Kindern denken noch nicht mehrdimensional und betrachten ihre Realität auch nicht aus der Vogelperspektive. Sie brauchen unsere Hilfe dabei, negativ Empfundenes einzuordnen und zu verarbeiten. Wer ihre Trauer oder ihren Schmerz mit Allahs Bestimmung abtut, ohne ihnen bei der Bewältigung ihrer Gefühle beizustehen, kann im Kind ungewollt Groll gegen das Schicksal und sogar gegen Allah ﷻ erzeugen, möge Allah uns und unsere Kinder davor bewahren.
Der Beistand bei der Bewältigung von Trauer und Schmerz ist von der Barmherzigkeit mit unseren Kindern. Wenn unserem Kind etwas “Negatives” widerfährt, braucht es von uns:
Einordnung – Beistand – Trost – Anleitung
Wir erwähnen auf jeden Fall Allahs Bestimmung, denn unsere Kinder müssen unbedingt mit diesem grundlegenden islamischen Konzept vertraut werden. Jedoch betten wir es in unseren Beistand, unseren Trost und in unsere Anleitung ein, wie man das Problem beheben oder mit seinen Folgen umgehen kann:
“Subhanallah, du hast Fieber! Alhamdulillah, alles kommt von Allah, die Krankheit und die Gesundheit. Ich mache dir kühlende Wickel. Heute musst du viel Wasser trinken und dich ausruhen. Wenn es nicht besser wird, gehen wir zum Arzt. Komm, ich spreche den Du’a der Genesung für dich und les dir danach ein Buch vor!”
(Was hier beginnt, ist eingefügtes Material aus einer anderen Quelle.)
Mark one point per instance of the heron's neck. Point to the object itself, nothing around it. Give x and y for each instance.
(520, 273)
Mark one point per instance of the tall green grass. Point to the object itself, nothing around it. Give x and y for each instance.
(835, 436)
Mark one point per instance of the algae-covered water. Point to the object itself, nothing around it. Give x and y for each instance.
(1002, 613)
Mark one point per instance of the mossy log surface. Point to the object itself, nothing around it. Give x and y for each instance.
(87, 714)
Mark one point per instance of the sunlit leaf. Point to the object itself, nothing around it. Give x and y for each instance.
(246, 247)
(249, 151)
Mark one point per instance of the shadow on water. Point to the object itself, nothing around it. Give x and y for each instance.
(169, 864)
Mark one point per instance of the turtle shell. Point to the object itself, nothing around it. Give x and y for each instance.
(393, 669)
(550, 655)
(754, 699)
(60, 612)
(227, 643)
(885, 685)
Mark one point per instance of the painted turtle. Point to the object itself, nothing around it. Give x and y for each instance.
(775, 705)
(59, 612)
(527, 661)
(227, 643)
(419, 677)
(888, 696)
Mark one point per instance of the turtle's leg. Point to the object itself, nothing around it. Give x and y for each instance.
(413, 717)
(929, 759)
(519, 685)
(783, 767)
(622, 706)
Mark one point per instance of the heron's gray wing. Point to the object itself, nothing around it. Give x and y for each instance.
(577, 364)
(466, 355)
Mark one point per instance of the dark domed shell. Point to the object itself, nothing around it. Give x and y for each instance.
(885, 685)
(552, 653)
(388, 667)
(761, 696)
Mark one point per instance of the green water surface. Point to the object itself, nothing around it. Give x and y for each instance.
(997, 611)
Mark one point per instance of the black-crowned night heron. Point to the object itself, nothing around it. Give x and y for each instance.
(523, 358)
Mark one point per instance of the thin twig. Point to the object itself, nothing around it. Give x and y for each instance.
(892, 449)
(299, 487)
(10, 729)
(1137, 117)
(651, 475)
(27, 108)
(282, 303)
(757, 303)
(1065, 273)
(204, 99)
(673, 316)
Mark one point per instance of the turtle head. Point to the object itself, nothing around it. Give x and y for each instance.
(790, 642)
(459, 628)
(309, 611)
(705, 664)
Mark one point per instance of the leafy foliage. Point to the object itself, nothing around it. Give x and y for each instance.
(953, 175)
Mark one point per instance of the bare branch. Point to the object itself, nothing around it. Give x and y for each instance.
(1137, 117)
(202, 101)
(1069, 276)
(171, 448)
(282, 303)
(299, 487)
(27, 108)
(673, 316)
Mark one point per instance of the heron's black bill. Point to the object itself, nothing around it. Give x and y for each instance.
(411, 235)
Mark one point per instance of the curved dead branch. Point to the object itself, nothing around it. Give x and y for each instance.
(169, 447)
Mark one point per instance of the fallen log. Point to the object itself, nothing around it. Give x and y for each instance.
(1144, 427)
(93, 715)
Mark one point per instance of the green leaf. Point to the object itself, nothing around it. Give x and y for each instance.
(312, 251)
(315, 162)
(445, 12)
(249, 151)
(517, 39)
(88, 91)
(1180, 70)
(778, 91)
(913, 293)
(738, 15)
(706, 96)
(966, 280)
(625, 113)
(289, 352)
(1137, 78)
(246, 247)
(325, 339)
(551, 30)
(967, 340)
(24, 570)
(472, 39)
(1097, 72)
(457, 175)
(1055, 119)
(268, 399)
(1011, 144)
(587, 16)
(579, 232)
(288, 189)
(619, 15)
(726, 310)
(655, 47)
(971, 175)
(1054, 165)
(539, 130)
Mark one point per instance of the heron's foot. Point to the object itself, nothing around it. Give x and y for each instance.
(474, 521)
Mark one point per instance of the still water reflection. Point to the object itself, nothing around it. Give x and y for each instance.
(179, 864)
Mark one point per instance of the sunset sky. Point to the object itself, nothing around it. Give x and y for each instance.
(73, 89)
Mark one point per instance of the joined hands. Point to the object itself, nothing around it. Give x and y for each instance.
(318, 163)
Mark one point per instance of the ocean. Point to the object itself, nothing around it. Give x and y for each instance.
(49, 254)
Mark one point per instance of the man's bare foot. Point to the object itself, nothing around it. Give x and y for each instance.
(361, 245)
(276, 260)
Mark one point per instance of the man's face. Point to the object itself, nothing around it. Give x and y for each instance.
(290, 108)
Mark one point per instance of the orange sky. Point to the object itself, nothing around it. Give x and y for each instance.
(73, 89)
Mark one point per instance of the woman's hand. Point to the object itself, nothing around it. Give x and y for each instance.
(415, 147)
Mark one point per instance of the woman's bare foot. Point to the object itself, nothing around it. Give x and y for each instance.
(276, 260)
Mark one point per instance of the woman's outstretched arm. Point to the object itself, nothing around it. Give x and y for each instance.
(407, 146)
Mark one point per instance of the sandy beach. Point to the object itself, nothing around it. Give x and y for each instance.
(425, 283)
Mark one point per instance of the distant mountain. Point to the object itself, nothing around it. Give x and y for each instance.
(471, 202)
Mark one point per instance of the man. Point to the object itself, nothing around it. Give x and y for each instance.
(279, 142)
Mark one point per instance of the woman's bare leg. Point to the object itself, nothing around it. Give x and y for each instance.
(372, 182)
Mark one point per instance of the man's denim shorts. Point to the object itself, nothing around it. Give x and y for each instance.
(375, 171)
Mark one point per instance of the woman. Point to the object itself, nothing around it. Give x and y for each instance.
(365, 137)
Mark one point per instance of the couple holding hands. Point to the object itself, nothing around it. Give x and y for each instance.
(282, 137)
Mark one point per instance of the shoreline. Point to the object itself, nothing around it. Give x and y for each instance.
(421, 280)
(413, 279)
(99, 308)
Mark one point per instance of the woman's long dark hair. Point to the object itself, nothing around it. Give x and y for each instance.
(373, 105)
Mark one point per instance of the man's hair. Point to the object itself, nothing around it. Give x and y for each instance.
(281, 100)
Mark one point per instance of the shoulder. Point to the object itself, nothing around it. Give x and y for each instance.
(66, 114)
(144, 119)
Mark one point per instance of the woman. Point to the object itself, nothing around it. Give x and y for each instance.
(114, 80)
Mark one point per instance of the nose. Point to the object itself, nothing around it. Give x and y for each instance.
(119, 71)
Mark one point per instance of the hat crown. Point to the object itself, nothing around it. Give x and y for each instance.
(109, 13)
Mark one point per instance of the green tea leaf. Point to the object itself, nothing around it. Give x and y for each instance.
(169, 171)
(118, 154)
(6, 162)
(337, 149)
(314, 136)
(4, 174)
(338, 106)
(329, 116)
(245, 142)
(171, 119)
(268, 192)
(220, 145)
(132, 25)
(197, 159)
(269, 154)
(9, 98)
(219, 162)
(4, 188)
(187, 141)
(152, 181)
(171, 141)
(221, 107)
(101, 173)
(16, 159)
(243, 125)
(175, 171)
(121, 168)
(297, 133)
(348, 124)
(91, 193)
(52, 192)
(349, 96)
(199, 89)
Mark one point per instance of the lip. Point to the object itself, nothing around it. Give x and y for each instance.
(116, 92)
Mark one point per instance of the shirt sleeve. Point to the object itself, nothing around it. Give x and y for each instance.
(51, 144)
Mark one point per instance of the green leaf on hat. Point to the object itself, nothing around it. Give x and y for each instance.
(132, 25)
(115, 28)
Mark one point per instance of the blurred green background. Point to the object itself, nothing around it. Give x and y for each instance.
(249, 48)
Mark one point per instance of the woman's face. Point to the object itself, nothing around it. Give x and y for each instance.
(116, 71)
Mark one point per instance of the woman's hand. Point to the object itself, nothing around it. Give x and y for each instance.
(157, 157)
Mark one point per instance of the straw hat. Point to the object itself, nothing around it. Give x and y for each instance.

“Ich verstehe, dass du traurig bist, weil dein Spielzeug kaputt gegangen ist. Doch Allah ﷻ hat bestimmt, dass dieses Spielzeug für begrenzte Zeit bei dir ist und du hast lange Zeit schön damit gespielt, Alhamdulillah. Lass uns erstmal versuchen, es zu reparieren. Sollte das nicht klappen, müssen wir es doch entsorgen und in sha Allah wird Allah dir etwas Besseres geben.”
“Es ist nicht richtig, dass er dich so genannt hat. Das tut mir sehr leid. Was er über dich sagt, stimmt nicht, du bist ein aufrichtiger und ehrlicher Junge, ma sha Allah. Allah stellt eure Freundschaft auf die Probe und ihr könnt aus der Situation lernen. Wie wäre es, wenn du ihm morgen erklärst, warum sein Verhalten falsch war und dass es dich verletzt hat? Ich helfe dir, dich darauf vorzubereiten.”
Unsere Kinder mit dem Konzept der Zufriedenheit mit Allahs Bestimmung vertraut zu machen, ist enorm wichtig, denn dies ist Teil ihres Iman. Dabei achten wir jedoch ihren Entwicklungsstand. Wir konditionieren unsere Kinder nicht derart, dass Allahs Bestimmung ausschließlich Schmerz, Trauer, Passivität und Ohnmacht bedeutet. Denn dies kann die gegenteilige Wirkung haben. Vielmehr nehmen wir ihren Schmerz und ihre Trauer an, setzen sie zu Allahs Barmherzigkeit in Bezug, geben ihnen unseren Beistand und schenken ihnen Trost. Wir zeigen ihnen auf, dass Allah ﷻ den Muslimen die Möglichkeit gegeben hat, ihre Prüfungen aktiv zu bewältigen: mit Du’a, mit Dhikr und mit praktischen Lösungsansätzen. Dabei brauchen unsere Kinder unsere Anleitung, damit sie nicht in Ohnmacht versinken, sondern Hoffnung fassen.
Wer sein Kind bei Schmerz und Trauer mit Einordnung, Beistand, Trost und Anleitung begleitet, gibt ihm auch für die Zukunft wertvolle Mechanismen der Problembewältigung und legt eine gute Grundlage für die tiefe Zufriedenheit mit Allahs Bestimmung…in sha Allah.